Während Arbeitnehmer mit Stempeluhr, Leistungsdruck und Befristung leben müssen, reicht im Bundestag ein Mandat – und schon verwandelt sich Verantwortung in Dekoration. Das politische Mandat ist zur Vollkasko-Versicherung für Karrieristen geworden, denen der Kontakt zum Wahlkreis oft genauso fremd ist wie der Blick ins Grundgesetz.
Karriere ohne Können
Doch nicht nur das System ist dysfunktional – auch viele seiner Protagonisten sind es. Denn man wagt kaum zu fragen, mit welchen Qualifikationen manche unserer hochdotierten Volksvertreter eigentlich in ihr Mandat gestolpert sind. Die nüchterne Antwort: mit erstaunlich wenig. Kein Abschluss, keine Ausbildung, kein Beruf – dafür aber eine steile Karriere im Fahrstuhl der Parteijugend.
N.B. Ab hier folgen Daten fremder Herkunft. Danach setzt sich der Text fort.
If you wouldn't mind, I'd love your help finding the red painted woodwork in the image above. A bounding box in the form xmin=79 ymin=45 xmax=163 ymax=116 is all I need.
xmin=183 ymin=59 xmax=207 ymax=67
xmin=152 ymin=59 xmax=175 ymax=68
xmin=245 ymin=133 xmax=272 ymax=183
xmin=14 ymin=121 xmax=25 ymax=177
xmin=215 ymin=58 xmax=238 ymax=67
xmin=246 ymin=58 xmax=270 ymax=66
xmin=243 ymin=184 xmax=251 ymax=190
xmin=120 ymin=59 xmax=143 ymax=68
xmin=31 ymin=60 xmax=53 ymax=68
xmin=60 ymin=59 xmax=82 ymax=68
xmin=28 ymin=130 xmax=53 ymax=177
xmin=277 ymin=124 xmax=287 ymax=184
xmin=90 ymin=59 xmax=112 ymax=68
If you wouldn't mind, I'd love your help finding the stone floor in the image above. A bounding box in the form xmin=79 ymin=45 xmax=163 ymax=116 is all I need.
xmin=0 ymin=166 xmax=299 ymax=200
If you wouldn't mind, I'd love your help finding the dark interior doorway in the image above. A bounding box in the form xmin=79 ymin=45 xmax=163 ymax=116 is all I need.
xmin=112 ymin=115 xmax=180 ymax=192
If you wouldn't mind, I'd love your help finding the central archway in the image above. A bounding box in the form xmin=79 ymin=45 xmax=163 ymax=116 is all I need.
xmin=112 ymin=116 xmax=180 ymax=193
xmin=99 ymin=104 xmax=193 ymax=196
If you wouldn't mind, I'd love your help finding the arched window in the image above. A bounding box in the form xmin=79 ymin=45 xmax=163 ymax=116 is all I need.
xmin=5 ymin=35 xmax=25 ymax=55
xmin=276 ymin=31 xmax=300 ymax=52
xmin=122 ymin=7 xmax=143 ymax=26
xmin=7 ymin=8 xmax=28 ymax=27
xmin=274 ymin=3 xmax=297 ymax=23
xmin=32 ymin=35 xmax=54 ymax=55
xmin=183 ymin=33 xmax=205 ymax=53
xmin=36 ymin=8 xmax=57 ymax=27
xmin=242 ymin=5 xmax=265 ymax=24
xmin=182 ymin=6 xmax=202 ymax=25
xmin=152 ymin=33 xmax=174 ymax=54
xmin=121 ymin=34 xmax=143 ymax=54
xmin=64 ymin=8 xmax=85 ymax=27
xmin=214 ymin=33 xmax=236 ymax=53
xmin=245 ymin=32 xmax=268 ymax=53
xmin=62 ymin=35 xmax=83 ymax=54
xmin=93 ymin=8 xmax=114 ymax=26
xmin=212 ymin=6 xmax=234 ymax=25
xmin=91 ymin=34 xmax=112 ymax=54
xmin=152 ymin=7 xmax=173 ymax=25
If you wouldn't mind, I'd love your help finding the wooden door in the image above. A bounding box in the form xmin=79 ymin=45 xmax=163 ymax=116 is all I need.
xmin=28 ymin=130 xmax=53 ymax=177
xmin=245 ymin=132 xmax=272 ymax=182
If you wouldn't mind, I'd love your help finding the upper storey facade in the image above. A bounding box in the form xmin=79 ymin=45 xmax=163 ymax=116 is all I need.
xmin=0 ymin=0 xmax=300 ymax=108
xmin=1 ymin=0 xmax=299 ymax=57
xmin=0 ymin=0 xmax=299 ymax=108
Wer es früh genug schafft, im JU-Kreisverband Flyer zu verteilen, kann heute ohne einen einzigen Tag ehrlicher Erwerbsarbeit ins Parlament einziehen – und dort das Leben von Millionen mitgestalten, deren Realität er nie kennengelernt hat.
Das Ergebnis? Ein Rekordanteil von Akademikern im Bundestag – aber erschreckend viele davon ohne jeden Praxisbezug. Laut Auswertungen verfügen Dutzende Abgeordnete über keinen Berufsabschluss, einige nicht einmal über ein abgeschlossenes Studium. Sie gehören damit zu einer sehr exklusiven Gruppe: den bestbezahlten Ungelernten des Landes. Über 10.000 Euro monatlich Grundvergütung, steuerfreie Pauschalen, großzügige Altersversorgung – das alles ohne je wissen zu müssen, wie man eine Steuererklärung ausfüllt, eine Schicht in der Pflege überlebt oder mit drei Kindern durch den Wocheneinkauf kommt. Willkommen im Hochadel der Lebensferne.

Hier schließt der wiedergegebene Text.